Autumn Chocolate

I really wanted to call this one winter chocolate but that would be getting ahead of the seasons. Although today is one of those beautiful autumn days with the sun shining and the leaves bursting with colour, to me the temperature feels more like winter than autumn. The sunshine is a little deceiving, when I go out on the balcony I want to snuggle up in winter clothing.

I’ve been feeling a little wintery these last few days, maybe because time flies – last month it was still summer, and in two more months Christmas will be upon us. And I’ve also been having cold season food cravings, like thinking about pasta with a thick sauce instead of light summery dishes, and out of nowhere came this craving for roasted (burnt) almonds like you get at the Christmas markets.

Which made me think about an excuse to make some. I was thinking of the vending machine at work then, to which I sometimes sneak in the hope that a bar of almond chocolate is right in the front waiting for me to rescue it, and then I’m relieved when there isn’t any because I know I would inhale the whole thing within minutes. And that gave me the idea of making my own almond chocolate.

I actually wanted to add some things that would give me a more wintery feeling, like dried citrus fruit, but I couldn’t find any, so I settled for almonds, walnuts and dried cranberries, with a dash of ground cinnamon and cardamom.

While I’m typing up this post, I keep sneaking glances at the finished product, and I am so tempted to grab the largest piece and take a bite out of it. But so far I’ve managed to have only a few little scraps that have broken off, because I intend to give most of it away. Because I’m such a good and generous person. Not. It’s really because I definitely would inhale the whole thing within the next hour. Oh, just the thought of it, with a cup of freshly made black coffee… Guess it’s time to stop torturing myself and give you the recipe.

Autumn Chocolate

600 – 700 g milk chocolate
100 g dark chocolate
150 g almonds
50 g walnut halves
50 g dried cranberries
pinch ground cinnamon
pinch ground cardamom
approx. 100 g raw cane sugar

In a non-stick pan on high heat, dry-fry the nuts, shaking the pan or turning the nuts every once in a while, until they start giving off a subtle roasted aroma. Take out the nuts and put aside.

Using the same pan, reduce heat by half and add the sugar. When it’s liquid, add the nuts and stir well until they’re all coated. Add the cranberries and stir again. [I hadn’t intended to sugarcoat the cranberries, but there was enough liquid sugar in the pan, so I added them as well.] Pour onto baking paper, if possible – i.e. if your sugar isn’t too hard yet – try to spread it all out so it won’t end up in one big lump. [If it does, don’t worry, you can break it apart later, it’s just that a large lump is a bit messier to break up.]

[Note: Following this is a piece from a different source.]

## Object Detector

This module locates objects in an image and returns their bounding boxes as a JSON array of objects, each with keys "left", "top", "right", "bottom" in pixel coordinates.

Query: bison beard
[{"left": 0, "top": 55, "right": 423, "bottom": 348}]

Over a bain-marie, melt the chocolate, starting out with a few pieces and adding more as you go. Once the chocolate is completely melted, add a pinch of ground cinnamon and cardamom. [I used really very little, because I didn’t want it to be overpowering, but in the end I thought I could have used more. I did taste it in the molten chocolate, but in the finished product, it’s hardly discernible. Next time I’d probably use ¼ – ½ tsp of each.]

Line a baking sheet – I used a 33 x 23 cm / 13 x 9 inch sheet – with baking paper, arrange the nut-cranberry-mix on it, breaking up larger pieces and making sure the mix is well-distributed across the sheet. Slowly pour the molten chocolate all over the nut-cranbery-mix, evening it out with a spatula if necessary. Leave to cool, preferably overnight, until the chocolate has hardened completely.

To eat this chocolate, just break off pieces. To give away, wrap scraps of grease-proof paper around the broken off pieces, seal with masking tape, and place in cellophane bags.